A client presents to the health care clinic with a 3-week history of pain and swelling of the right foot. A nurse inspects the foot and observes swelling and a large ulcer on the heel. The client reports the right heel is very painful and he has trouble walking. Which nursing diagnosis should the nurse confirm from these data? Impaired Skin Integrity Imbalanced Nutrition Fear of Loss of Extremity Risk for Skin Breakdown

Impaired Skin Integrity This client demonstrates Impaired Skin Integrity as evidenced by the ulcer on his heel. With the location and the presence of pain, this is most likely to be an ulcer of arterial insufficiency. The client has not verbalized any fear at this time. With the existing skin breakdown, he is not at risk because it is present. No nutritional imbalances are documented.
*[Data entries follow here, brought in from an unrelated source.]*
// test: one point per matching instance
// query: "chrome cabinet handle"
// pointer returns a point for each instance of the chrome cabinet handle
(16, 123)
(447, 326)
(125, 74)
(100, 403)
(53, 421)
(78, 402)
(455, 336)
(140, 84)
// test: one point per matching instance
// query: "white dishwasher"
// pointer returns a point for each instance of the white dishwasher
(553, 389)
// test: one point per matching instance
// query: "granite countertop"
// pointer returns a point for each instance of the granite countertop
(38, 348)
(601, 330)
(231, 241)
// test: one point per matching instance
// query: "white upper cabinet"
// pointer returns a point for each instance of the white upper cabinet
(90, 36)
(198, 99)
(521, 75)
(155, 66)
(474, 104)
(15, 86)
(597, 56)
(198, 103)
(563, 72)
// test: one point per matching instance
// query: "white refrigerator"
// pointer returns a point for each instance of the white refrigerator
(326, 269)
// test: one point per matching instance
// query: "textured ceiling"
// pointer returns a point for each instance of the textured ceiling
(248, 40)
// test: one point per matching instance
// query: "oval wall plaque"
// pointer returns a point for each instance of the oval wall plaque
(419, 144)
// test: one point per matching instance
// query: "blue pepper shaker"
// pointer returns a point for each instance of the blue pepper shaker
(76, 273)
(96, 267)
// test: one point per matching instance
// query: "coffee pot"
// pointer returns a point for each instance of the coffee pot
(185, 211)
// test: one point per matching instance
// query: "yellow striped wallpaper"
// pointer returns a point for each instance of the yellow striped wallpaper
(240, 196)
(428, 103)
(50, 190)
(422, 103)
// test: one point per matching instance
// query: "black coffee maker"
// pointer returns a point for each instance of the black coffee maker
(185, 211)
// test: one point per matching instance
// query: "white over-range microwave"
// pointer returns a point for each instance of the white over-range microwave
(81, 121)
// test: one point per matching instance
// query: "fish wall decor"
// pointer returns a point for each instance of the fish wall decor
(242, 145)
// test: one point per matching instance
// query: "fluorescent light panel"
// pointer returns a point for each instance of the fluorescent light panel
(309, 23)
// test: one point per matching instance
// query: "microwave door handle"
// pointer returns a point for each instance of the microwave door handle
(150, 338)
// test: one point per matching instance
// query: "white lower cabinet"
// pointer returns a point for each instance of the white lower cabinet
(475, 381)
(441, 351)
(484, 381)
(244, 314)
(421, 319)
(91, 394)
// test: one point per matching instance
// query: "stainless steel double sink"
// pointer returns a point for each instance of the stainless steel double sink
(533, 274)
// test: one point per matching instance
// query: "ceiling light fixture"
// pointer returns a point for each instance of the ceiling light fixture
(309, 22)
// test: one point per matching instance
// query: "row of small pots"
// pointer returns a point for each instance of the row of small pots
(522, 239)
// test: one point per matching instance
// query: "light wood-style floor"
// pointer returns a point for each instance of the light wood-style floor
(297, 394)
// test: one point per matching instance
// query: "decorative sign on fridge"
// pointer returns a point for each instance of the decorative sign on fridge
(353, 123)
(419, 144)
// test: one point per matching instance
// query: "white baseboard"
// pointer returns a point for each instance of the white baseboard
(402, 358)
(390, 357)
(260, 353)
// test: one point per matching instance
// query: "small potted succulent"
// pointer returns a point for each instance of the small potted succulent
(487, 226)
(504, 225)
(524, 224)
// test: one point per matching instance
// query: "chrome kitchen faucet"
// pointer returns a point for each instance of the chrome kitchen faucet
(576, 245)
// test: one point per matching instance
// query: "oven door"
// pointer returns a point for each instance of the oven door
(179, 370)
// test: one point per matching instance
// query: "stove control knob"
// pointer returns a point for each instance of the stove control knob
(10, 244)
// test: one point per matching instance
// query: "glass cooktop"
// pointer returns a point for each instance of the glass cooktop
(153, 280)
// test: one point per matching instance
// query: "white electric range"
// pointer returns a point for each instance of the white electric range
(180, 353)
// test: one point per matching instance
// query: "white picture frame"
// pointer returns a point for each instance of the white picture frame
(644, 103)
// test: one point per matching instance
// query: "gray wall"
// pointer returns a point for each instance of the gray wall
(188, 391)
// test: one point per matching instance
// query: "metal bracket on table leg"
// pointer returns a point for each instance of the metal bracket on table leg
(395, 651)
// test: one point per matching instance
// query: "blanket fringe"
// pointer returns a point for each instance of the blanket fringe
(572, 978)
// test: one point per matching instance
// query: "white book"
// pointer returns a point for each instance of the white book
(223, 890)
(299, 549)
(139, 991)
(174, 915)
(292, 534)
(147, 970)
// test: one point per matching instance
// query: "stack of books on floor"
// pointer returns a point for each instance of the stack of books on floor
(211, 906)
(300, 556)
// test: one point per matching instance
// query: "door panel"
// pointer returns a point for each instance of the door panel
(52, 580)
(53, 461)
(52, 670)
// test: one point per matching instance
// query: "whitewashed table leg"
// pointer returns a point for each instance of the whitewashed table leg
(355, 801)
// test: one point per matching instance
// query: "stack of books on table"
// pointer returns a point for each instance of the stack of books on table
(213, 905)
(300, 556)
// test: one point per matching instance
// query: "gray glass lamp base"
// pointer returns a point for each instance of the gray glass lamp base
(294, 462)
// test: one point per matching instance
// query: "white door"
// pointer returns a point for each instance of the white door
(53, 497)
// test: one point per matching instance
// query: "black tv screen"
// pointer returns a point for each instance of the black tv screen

The nurse is assessing an older adult. The client states that she feels a constant, sharp pain only when walking. The nurse suspects the client is experiencing what? Deep vein thrombosis Varicose veins Intermittent claudication Pulmonary embolism

Intermittent claudication Pain brought on by exertion and relieved by rest is called intermittent claudication. Varicose veins are due to incompetent valves. Signs of a pulmonary embolus include acute dyspnea, chest pain, tachycardia, diaphoresis, a anxiety. Deep vein thrombosis symptoms include pain, edema, and warmth of an extremity.

A nurse has just inspected a standing client's legs for varicosities. The nurse would now like to assess for suspected phlebitis. Which of the following should the nurse do next? Lightly palpate the client's leg veins for tenderness Dorsiflex the client's foot and apply light pressure lateral to and along the side of the extensor tendon of the big toe Use a Doppler ultrasound device on the client's leg Have the client sit down

Lightly palpate the client's leg veins for tenderness To fully assess for a suspected phlebitis, lightly palpate for tenderness. The client should still be standing from the inspection of the legs. A Doppler ultrasound device is used to assess for pulses when they are difficult to palpate. Dorsiflexing the client's foot and applying light pressure along the extensor tendon of the big toe are done when palpating for the dorsalis pedis pulses.